Back it up for the fogies and musically/internetally-challenged: Pandora is a website that functions as a radio and uses the Music Genome Project to analyze the artists or songs you type in to offer you a selection of songs with melody, harmony, instrumentation, rhythm, vocals, lyrics, etc that align with your entry. Then you mark each offered song with a thumbs up or a thumbs down and it adjusts its offerings accordingly.
OR DOES IT? Because i watched La Vie En Rose last night and am consequently enamored with the late Edith Piaf, so i entered her name and got a nice selection of Edith, Pink Martini, Dinah Washington, and several artists i would never have discovered on my own. It was all well and good until my new 'station' took a turn for the worse, down a shady little street called 'Broadway' and into the musical territory. BLECH. i'm okay with the occasional musical, but i prefer my characters to be morally-challenged and to spontaneously break into gritty or interesting songs, a la RENT, Chicago, Sweeney Todd or to some extent, Moulin Rouge. What Pandora has been offering up for the last hour has hardly been thus. Carousel, Annie Get Your Gun, Chitty Chitty Bang Bang..... NO THANK YOU. i've given thumb downs (thumbs down? thumbs downs?) to each and every 'musical' song but it keeps pumping them into my queueue!

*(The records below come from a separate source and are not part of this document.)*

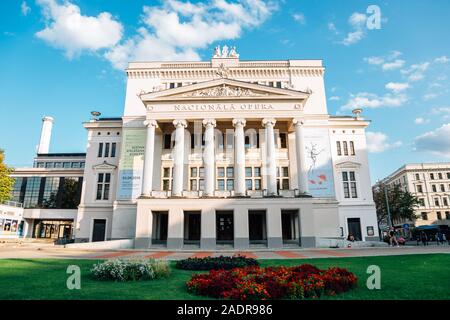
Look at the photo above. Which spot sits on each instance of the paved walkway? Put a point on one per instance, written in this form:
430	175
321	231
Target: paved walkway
31	250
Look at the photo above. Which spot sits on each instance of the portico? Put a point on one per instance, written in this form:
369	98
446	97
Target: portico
232	165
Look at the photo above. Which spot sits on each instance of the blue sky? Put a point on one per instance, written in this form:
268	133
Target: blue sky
65	59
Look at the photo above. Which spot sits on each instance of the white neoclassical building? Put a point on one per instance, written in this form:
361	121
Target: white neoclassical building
226	153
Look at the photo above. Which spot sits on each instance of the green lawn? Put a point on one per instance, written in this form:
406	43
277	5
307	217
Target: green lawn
402	277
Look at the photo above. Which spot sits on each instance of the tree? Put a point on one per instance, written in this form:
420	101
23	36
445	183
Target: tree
6	182
402	203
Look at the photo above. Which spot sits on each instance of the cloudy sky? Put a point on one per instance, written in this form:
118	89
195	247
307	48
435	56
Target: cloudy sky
66	58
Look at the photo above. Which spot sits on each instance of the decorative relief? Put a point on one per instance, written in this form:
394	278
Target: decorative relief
225	91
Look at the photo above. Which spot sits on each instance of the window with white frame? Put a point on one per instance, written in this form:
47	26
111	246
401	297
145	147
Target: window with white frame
253	178
225	178
167	178
197	178
103	186
349	184
283	178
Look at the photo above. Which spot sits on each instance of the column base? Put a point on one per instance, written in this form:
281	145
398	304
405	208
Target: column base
208	243
241	243
142	243
308	242
274	242
175	243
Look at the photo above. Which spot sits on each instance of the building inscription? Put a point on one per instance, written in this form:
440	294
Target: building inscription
223	107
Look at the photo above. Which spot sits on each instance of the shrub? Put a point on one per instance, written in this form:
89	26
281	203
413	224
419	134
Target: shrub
130	270
255	283
211	263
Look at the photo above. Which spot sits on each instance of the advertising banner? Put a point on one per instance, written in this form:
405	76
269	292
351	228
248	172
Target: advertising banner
319	163
131	163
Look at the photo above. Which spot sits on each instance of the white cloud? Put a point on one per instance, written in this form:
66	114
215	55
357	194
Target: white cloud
430	96
436	141
377	142
73	32
176	30
373	101
387	63
442	59
397	64
397	86
24	8
357	21
299	17
421	120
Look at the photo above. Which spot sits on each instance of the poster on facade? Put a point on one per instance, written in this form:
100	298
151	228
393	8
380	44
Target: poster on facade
319	163
131	163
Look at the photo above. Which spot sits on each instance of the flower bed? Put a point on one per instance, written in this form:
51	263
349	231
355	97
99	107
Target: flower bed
130	270
210	263
255	283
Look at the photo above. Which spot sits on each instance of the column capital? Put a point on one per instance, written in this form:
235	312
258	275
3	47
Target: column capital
209	122
268	121
180	123
239	121
151	122
298	121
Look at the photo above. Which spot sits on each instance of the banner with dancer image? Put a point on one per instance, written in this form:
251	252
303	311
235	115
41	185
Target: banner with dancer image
319	163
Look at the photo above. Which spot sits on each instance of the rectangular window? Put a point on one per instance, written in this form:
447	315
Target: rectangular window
338	148
103	183
106	150
349	184
100	150
167	141
352	148
345	148
283	140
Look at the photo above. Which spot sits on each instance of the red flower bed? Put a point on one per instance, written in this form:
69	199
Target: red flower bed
255	283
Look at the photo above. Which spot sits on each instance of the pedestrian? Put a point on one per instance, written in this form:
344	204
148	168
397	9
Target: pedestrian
392	237
423	237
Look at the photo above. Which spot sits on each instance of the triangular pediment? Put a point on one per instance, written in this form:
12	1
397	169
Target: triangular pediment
223	89
104	166
348	165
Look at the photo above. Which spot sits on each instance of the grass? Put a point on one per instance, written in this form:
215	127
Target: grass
402	277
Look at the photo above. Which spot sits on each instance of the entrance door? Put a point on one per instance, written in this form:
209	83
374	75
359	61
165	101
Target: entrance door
354	228
257	226
99	230
193	226
224	226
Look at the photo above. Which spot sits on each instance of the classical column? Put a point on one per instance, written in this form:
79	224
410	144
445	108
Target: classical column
178	158
239	156
302	170
209	162
271	166
148	158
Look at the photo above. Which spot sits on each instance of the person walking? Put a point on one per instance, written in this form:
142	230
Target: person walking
392	237
423	237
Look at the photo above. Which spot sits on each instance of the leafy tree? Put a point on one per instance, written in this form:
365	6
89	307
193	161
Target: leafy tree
402	203
6	182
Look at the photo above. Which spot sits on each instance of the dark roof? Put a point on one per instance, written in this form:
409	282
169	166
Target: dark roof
110	119
57	155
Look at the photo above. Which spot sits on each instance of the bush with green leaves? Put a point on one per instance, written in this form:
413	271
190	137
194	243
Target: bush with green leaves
130	270
216	263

Boo! i don't want anything from any character described as 'plucky' or 'charming' and i don't want to hear anything about the frontier. How did i go from a morphine-addled French diva to an obnoxious red-haired orphan dancing with a mop? The pedaling mice and button-pushing monkeys at the Pandora lab must have been fed fruit juice this afternoon instead of their usual musical-wisdom-inducing meal of wine and grilled cheese sandiches. (Get it? fruit juice? no? call me, i'll explain it. It's very clever.) i say again, BLECH. i don't welcome any song where the 'singer' hammily talk-shouts their way through a verse then tosses out a long note and Clay Aikens their way through the chorus. Yes, i am a snob with emo tendencies, thanks for asking.
But, as our bookwormy friend Lavar Burton used to say, "don't take my word for it." Other than this little hiccup, Pandora has been the best thing to happen to my long work day since i took the long tendrils of my Office Plant and hooked them around the nails in the wall to create a tacky, creepy 'Attack of the Garden Suite' look. i highly recommend this spiffy site. You can put in your favorite song or artist and let it play that music's kissing cousins all day, or you can explore new avenues of musicology. The mix it creates for you is stored as a 'station' so if you create an account (free. easy. (not in the skanky way.)) you can listen to the mix as often as you like, and you can create multiple stations. Marvelous. Now if you'll excuse me, i have to go punch Eva Peron in the face for assuming all of Argentina spends it days crying for her.

2 comments:

Anonymous said...

Okay, so I too have reached the end of my honeymoon with Pandora. My problem hasn't been show tunes, but fixtures from the rather nebulous "new age" genre that are supposedly akin to Enya, my first love. Given that I was not forced into some "skanky" account-making process on my first date with P, I am willing to give it the benefit of the doubt that it does love me and has my best interests at heart.

I still don't get the fruit juice joke.

Anonymous said...

The gays love shows, and, accordingly, show tunes. Hence, fruit juice.